This entry's title should be "The Defense of Roleplaying In A Roleplaying Game: The History Itself." Now I like OSR/OSG/0E/Retro-Clone/'Nards as much as the next person that buys RPG material. Like Finland sitting next to Russia, as a guy that likes "indy" adventure gaming as much as that country likes access to the Baltic Sea most of my hobby world is dominated by their presence. I like reading their blogs, watching their videos, and buying their books. What I am starting view in the same vein as East German intellectuals from the mid-80s trying to show the real freedom of totalitarian society away from individualistic ideas, are a lot of them lecturing me about how "role-playing" was not a part of D&D.
Role-playing as a parlor game is the point of any RPG publication.
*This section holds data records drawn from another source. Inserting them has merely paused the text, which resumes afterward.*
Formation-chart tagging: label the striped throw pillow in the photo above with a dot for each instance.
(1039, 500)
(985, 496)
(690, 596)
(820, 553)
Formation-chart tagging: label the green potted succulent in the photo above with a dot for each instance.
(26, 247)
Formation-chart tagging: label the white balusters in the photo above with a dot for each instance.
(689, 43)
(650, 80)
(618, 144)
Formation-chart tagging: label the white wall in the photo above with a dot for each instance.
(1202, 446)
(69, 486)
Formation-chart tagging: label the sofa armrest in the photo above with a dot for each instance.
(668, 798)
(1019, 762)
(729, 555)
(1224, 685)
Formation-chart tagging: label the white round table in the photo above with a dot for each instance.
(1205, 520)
While the mind game of figuring out which rules from a few books, a couple editions, and possibly a homegrown additive here and there a Dungeon Master is applying to a particular "puzzle" can be a bit of fun, a full game it does not make. Don't miss the point that I am saying that there is are places for that in any RPG campaign, but that doesn't have to be the point of an RPG campaign. Things like "character development" and "motives" are not dirty words in a game where the players play "Characters" and the GM presents an adventure.
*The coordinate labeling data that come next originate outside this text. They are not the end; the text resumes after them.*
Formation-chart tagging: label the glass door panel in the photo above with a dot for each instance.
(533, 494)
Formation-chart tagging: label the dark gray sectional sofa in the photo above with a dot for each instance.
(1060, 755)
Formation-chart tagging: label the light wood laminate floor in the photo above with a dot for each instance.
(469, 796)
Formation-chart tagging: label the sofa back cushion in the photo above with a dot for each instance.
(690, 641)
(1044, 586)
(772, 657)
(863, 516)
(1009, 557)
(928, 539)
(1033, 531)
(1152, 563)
Don't give me that "Trad Vs Narrative" line of reasoning. The
tradition of the "Trad" style of gaming is more designed to get rid of
unwanted players and then focusing on the quest of the approved players.
Maybe GMs use it for one offs at conventions and folks show to scare away the wife for a couple hours. Guess what. White Wolf RPGers don't often do dungeon crawls and are about daydream fulfillment, but they love getting into arguments about rules as often as any Old School Gamester. Can we
as a hobby move on?
I get it. Parchment bound rule-zines like Chain Mail were not an RPG. But when Dungeons and Dragons became a thing that there were a lot more people roleplaying being
elves and half-orcs and dwarves than people worrying about where every
secret door and false floor was in forty rooms.